Introducing IDBS Polar, the pioneering BioPharma Lifecycle Management (BPLM) platform that streamlines tedious manual operations, empowering you to carry out processes more effectively while gathering the essential data needed to speed up market entry by addressing significant hurdles in process design, optimization, scale-up, and technology transfer. This innovative platform features interactive data analytics tools, including a bioreactor comparison tool tailored for biopharma development scientists. IDBS Polar excels at securely overseeing drug progression through comprehensive workflows, seamless integration, and insightful data analysis. Its structured workflows are crafted to ease the complexities of the BioPharma Lifecycle, ensuring process-aware planning, design, and execution of complete bioprocess and analytical unit operations. Meaningful integrations enhance the relevance of your data, while rapid incorporation into your development ecosystem fosters automation and establishes a robust, process-centric data framework. In an industry where precision and efficiency are paramount, IDBS Polar stands out as a vital solution for modern biopharmaceutical development.

Galaxy serves as an open-source, web-based platform specifically designed for handling data-intensive research in the biomedical field. For newcomers to Galaxy, it is advisable to begin with the introductory materials or explore the available help resources.
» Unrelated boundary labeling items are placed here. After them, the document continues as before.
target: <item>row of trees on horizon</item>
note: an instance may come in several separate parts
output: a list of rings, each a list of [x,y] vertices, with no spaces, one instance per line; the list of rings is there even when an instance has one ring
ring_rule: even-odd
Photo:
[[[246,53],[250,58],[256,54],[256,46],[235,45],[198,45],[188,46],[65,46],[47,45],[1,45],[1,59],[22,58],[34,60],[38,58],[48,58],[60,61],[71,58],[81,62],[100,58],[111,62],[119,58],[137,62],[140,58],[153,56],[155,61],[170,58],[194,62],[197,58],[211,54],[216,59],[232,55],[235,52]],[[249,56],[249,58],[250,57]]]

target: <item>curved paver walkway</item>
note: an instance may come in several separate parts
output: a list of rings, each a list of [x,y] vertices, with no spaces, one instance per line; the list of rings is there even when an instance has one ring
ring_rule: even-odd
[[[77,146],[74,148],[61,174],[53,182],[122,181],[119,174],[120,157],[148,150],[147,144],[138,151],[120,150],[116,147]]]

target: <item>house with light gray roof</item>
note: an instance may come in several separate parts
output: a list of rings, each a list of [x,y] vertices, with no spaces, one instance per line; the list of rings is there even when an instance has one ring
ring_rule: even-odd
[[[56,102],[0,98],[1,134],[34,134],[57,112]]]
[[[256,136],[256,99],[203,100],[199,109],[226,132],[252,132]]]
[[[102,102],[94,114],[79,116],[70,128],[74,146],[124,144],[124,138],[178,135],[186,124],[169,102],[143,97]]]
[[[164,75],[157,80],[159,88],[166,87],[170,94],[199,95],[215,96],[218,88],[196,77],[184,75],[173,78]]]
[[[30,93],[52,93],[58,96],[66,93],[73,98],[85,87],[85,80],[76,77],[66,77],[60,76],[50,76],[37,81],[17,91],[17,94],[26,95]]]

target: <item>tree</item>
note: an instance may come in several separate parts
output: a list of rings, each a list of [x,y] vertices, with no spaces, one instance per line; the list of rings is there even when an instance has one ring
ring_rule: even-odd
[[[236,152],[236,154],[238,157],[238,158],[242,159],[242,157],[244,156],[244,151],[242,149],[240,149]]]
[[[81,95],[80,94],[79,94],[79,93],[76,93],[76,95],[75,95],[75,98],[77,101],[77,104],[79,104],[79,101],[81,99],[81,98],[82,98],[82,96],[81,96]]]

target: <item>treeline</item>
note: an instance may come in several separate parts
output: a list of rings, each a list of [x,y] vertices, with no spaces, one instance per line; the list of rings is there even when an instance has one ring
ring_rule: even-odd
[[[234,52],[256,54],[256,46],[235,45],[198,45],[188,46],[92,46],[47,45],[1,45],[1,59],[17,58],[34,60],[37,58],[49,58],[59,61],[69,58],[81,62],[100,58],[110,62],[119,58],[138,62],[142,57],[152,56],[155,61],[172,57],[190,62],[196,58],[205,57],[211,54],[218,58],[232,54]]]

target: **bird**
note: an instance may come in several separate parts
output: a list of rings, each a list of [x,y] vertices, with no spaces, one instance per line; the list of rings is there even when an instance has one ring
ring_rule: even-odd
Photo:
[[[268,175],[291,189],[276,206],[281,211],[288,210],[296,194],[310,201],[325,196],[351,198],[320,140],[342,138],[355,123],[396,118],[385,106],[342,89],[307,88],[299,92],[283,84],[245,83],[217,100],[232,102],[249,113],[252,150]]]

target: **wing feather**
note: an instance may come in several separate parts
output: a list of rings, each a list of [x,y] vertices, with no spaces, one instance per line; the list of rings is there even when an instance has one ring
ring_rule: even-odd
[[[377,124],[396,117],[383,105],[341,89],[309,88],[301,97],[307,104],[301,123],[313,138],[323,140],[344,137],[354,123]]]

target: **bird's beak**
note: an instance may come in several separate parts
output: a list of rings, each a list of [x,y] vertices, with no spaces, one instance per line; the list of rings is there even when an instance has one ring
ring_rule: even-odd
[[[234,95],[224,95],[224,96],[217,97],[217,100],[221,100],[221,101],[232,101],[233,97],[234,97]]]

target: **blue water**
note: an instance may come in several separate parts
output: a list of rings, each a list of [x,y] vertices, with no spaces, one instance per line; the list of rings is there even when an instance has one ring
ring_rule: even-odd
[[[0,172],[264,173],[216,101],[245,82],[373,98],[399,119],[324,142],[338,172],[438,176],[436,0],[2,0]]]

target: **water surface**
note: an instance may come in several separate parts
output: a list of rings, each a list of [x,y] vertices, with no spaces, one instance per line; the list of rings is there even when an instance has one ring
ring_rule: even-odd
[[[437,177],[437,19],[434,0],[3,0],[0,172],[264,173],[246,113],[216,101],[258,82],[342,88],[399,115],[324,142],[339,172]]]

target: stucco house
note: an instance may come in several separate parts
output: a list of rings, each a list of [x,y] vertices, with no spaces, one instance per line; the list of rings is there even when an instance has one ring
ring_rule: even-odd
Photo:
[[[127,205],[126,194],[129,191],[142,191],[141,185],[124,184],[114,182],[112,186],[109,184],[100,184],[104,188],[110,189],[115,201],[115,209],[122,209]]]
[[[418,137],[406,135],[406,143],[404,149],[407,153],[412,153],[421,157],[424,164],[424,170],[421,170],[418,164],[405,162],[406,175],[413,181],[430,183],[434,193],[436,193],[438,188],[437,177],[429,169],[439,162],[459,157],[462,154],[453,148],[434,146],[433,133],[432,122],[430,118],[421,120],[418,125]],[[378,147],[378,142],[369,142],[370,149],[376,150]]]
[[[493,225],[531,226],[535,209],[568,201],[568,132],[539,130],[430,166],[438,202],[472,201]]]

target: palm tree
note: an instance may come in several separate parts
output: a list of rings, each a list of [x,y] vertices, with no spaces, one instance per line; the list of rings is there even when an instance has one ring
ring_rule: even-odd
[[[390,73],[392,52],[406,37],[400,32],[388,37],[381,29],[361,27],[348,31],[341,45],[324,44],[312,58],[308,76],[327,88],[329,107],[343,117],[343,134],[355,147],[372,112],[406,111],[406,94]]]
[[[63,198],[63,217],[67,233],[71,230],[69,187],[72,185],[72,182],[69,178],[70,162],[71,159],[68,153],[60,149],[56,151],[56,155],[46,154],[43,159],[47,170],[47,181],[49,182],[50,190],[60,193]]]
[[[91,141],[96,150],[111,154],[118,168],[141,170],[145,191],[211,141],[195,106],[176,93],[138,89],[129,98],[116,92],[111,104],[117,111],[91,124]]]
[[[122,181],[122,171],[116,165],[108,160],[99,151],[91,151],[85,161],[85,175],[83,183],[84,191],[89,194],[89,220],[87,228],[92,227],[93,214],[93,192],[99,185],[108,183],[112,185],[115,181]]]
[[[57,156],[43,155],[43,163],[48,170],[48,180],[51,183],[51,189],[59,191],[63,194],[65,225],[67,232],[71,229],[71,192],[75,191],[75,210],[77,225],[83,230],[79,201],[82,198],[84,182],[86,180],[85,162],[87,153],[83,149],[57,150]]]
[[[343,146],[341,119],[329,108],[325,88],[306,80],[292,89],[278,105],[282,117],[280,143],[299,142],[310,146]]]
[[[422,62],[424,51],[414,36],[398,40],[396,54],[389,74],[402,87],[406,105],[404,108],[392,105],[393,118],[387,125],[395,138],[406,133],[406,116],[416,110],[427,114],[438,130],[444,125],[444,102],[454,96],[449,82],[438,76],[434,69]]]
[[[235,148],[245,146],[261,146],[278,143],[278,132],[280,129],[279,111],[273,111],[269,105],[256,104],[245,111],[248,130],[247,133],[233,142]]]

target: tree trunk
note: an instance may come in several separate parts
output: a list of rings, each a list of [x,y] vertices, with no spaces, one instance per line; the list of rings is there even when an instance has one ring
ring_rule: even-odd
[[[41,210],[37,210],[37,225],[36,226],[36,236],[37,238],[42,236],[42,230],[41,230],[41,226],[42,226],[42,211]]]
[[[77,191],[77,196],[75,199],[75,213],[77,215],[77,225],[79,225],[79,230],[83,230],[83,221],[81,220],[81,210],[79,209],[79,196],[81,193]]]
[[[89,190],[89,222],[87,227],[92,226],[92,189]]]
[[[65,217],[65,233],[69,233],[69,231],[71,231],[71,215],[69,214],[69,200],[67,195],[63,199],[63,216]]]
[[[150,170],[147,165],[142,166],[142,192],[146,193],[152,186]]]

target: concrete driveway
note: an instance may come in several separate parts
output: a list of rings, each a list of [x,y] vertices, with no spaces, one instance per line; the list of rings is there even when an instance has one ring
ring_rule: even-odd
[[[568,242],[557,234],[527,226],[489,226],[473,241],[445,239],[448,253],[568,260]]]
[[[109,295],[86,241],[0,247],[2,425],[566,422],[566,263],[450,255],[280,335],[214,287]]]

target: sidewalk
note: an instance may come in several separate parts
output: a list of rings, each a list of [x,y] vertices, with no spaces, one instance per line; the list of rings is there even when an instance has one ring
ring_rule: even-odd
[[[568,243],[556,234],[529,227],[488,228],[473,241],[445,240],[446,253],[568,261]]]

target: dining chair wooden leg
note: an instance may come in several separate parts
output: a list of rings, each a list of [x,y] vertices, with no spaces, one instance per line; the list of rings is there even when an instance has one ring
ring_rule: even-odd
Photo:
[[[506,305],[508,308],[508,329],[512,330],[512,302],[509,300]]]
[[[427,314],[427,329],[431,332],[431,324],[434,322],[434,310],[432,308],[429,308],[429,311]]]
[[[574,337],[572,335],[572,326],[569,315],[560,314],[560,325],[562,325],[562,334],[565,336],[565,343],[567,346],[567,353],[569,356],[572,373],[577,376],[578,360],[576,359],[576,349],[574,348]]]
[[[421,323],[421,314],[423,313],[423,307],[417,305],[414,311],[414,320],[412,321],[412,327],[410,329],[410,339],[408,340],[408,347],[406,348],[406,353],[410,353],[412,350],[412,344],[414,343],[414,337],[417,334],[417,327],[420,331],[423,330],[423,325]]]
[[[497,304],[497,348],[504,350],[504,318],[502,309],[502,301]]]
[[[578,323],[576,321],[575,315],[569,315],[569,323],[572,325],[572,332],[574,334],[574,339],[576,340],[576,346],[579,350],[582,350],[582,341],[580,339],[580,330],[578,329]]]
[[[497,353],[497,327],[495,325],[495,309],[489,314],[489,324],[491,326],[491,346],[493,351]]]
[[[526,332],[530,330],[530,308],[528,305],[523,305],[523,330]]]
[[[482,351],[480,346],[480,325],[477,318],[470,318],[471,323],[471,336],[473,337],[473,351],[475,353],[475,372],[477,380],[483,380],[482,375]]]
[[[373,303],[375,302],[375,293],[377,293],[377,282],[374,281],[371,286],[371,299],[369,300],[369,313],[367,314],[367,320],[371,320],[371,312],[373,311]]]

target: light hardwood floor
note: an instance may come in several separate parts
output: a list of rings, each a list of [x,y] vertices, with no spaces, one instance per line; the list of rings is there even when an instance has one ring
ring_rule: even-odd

You can also opt to set up your own instance of Galaxy by following the detailed tutorial and selecting from a vast array of tools available in the tool shed. The current Galaxy instance operates on infrastructure generously supplied by the Texas Advanced Computing Center. Furthermore, additional resources are mainly accessible through the Jetstream2 cloud, facilitated by ACCESS and supported by the National Science Foundation. Users can quantify, visualize, and summarize mismatches present in deep sequencing datasets, as well as construct maximum-likelihood phylogenetic trees. This platform also supports phylogenomic and evolutionary tree construction using multiple sequences, the merging of matching reads into clusters with the TN-93 method, and the removal of sequences from a reference that are within a specified distance of a cluster. Lastly, researchers can perform maximum-likelihood estimations to ascertain gene essentiality scores, making Galaxy a powerful tool for various applications in genomic research.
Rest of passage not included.